46/50 x 45/49 x 44/48 = 0,7745

0.7745 = 77,45%
1 - 77.45% = 22.6%

88.24% x 22.6% = 20%

Hmmmm, at least I am getting closer.


Pr=[C(4,1)*C(44,2)+C(4,2)*C(44,1)+C(4,3)]/C(50,3) = 20.67%

I've seen ppl writing these equations but I don't understand them.
Can you like explain it more detailed what are you doing there exactly ?
(imagine that you are explaining it to a 10 year old, just in case )

Look at this thread in the Beginner's Forum

https://forumserver.twoplustwo.com/3...t=mathenoobics

Regarding my equation

Pr=[C(4,1)*C(44,2)+C(4,2)*C(44,1)+C(4,3)]/C(50,3) = 20.67%

Combos = number of ways of choosing r things out of n =C(n,r)= nCr = n!/[r!*(n-r)!]

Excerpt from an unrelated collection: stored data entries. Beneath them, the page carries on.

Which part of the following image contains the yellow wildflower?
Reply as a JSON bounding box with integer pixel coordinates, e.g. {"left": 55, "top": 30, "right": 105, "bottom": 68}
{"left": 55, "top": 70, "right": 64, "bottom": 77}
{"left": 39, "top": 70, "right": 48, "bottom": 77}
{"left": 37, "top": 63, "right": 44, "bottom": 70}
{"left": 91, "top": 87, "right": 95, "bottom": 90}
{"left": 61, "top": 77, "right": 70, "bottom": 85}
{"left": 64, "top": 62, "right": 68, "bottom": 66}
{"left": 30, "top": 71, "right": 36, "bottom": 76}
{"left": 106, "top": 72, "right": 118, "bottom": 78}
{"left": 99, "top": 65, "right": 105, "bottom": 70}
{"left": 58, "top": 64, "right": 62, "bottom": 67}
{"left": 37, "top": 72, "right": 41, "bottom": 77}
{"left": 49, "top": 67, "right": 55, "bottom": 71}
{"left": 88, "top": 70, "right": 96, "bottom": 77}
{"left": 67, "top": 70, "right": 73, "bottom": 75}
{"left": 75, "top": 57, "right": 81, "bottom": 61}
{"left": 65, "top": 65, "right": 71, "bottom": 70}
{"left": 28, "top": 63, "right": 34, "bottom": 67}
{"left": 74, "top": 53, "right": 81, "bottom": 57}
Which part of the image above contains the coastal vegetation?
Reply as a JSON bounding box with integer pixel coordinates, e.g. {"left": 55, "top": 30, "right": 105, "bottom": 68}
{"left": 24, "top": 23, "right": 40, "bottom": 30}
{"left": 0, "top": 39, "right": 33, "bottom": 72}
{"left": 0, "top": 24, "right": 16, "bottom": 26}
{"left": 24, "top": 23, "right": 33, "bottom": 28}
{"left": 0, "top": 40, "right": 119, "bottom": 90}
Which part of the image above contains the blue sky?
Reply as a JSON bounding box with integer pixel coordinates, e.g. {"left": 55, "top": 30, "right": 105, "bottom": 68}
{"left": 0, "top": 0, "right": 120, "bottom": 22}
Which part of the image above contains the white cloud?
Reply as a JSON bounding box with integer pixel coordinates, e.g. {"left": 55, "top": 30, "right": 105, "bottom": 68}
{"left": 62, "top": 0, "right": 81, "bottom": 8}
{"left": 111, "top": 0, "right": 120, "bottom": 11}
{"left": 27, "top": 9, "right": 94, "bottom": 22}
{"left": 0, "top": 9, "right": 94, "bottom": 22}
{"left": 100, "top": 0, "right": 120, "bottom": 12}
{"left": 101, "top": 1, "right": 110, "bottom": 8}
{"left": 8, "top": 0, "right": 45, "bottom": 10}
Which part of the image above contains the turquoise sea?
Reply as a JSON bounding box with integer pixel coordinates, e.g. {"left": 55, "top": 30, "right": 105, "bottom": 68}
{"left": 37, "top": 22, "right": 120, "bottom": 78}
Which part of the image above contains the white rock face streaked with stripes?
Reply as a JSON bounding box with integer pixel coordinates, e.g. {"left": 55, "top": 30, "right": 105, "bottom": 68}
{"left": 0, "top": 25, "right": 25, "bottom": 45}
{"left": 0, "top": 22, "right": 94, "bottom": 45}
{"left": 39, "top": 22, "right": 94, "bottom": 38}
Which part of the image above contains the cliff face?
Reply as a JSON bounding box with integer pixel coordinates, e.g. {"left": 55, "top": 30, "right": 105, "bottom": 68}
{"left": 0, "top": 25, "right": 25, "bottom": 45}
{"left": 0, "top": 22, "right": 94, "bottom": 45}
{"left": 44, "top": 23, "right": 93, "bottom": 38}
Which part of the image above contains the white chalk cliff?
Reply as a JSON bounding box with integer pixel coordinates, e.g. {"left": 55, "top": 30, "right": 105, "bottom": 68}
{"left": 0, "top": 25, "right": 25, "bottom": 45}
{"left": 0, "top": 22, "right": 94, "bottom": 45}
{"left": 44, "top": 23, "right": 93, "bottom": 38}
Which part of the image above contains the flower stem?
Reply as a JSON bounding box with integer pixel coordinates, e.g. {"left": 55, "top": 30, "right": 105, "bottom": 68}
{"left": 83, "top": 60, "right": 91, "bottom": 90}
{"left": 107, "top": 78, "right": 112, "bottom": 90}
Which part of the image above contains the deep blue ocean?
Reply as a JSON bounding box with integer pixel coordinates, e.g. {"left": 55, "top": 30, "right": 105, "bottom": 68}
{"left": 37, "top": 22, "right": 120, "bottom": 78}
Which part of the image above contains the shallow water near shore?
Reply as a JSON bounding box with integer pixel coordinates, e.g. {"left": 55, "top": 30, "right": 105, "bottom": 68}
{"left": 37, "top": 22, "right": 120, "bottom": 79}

C(5,2)= 5*4*3*2*1/[(2*1)*(3*2*1)]= 5*4/2 = 10

You want 1, 2 or 3 aces and no king.

You hold 2 kings leaving a deck of 50 cards. C(4,1) is the number of ways of getting 1 of 4 aces. There are 50-6 = 44 cards that are neither aces or kings. You want the other two flop cards to be from this sub-deck. The number of ways is C(44,2). If event 1 can happen in N1 ways and event 2 can happen in N2 ways, they both happen in N1 x N2 ways. That now represents the first term in my equation. Similar reasoning applies to the other two enumerator terms.

The total number of flops is the number of ways of choosing 3 cards from a 50 card deck, and that is the denominator.

Probability is then number of ways for an event to happen divided by the total number of ways.

Thx for the explanation, I understand it now.

But I really hate calculating something with formulas or methods that I don't understand and to ONLY use them because they are correct, if you know what I mean.

I rather try to do it my way regardless of the extra time or possible failure.

And that link doesn't work...

Try this

https://forumserver.twoplustwo.com/3...t=mathenoobics

I just did and it worked for me.